In general, the inclusion of observations in the forecasting system can benefit the forecast quality with an appropriate model setup. We found that including precipitation satellite products brought the atmospheric state closer to the truth while also reshaping the spatial distribution of the precipitation closer to the truth. Despite this, the model configuration favored the overprediction of the precipitation patterns regardless of assimilation. The impact of the assimilated observations was found to persist for temperature over the simulation horizon, while precipitation improvement was seen only up to few hours of simulations, consistent with the results of previous studies.

While some benefit can be gleaned from assimilation, there are some points to consider. This research was conducted only for one medicane test case, and no definite conclusions can be drawn.

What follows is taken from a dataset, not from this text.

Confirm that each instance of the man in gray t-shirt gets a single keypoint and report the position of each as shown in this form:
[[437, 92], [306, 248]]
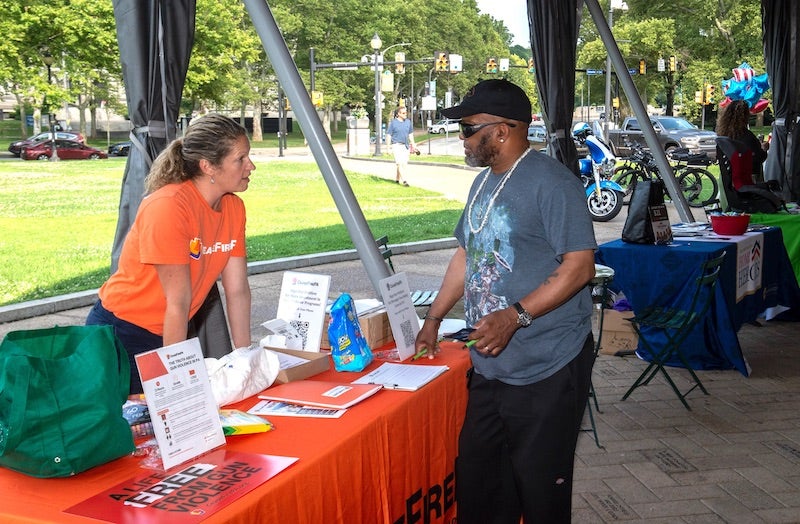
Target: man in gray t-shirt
[[525, 258]]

It is possible that with another model setup, altered results could be obtained, but safer conclusions could only be plausible if more test cases could be examined using the same setup. It must be added here that 4D-Var assimilation is computationally expensive, limiting the number of test cases. Moreover, for this case study, the final run of the IMERG product was chosen. The availability of this research-quality product is not suitable for operational assimilation and forecasting. For the operational case, the early run has to be chosen, although with some concerns as to the quality loss of the product. Despite this, IMERG satellite products leave room to investigate possible benefits from all available datasets and possibly computationally cheaper assimilation algorithms.